Ford ne croit pas que la Chine ouvrira une usine d'assemblage automobile au Canada

Le premier ministre de l’Ontario, Doug Ford, s’oppose fermement à l’accord conclu entre le Canada et la Chine concernant les véhicules électriques chinois. Selon lui, cette entente nuit directement à l’industrie automobile ontarienne et met en péril des milliers d’emplois. L’accord permet à la Chine d’exporter jusqu’à 49 000 véhicules électriques par année au Canada avec un tarif préférentiel de 6,1 %, ce qui représenterait environ 33 % du marché canadien des véhicules électriques. Ford estime que cette situation crée une concurrence déloyale, puisque les constructeurs chinois bénéficient de fortes subventions gouvernementales.
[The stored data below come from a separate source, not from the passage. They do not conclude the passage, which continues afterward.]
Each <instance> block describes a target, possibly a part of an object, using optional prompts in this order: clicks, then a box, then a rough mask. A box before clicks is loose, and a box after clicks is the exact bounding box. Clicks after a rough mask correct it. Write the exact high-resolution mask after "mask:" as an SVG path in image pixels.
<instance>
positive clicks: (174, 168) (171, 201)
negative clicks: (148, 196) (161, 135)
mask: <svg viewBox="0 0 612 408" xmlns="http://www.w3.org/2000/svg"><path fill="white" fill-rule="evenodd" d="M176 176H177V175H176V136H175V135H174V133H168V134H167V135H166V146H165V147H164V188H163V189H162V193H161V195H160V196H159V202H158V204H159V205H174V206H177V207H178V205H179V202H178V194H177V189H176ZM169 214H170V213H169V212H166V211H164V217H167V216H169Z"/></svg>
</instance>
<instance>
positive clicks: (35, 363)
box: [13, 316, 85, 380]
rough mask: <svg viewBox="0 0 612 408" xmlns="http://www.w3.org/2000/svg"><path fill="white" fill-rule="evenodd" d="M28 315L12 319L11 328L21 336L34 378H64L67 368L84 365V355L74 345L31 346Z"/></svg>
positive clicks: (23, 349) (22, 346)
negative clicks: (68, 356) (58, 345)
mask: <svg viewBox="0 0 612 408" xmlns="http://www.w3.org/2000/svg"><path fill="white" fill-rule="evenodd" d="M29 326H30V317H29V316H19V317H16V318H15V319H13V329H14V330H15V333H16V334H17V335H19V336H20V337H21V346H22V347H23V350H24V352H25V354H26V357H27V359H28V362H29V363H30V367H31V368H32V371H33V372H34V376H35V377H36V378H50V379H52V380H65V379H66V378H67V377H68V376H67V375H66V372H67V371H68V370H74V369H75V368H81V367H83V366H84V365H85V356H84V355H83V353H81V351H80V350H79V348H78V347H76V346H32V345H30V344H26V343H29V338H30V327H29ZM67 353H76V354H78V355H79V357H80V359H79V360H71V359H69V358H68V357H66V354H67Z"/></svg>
Ford affirme également que la Chine n’établira jamais d’usine d’assemblage automobile au Canada et que l’argument de la création d’emplois est donc trompeur. Il rappelle que l’industrie automobile ontarienne dépend largement des exportations vers les États-Unis pour demeurer rentable et que l’arrivée massive de véhicules chinois pourrait fragiliser cette relation commerciale stratégique. Il soulève aussi des inquiétudes liées à la sécurité nationale et critique le manque de consultation des provinces avant la conclusion de l’accord.

Ford reproche par ailleurs au premier ministre Mark Carney de ne pas avoir communiqué avec lui au sujet de cette entente et dénonce une décision prise sans dialogue ni transparence. Ford est toujours dans l’attente d’un appel du premier ministre Carney.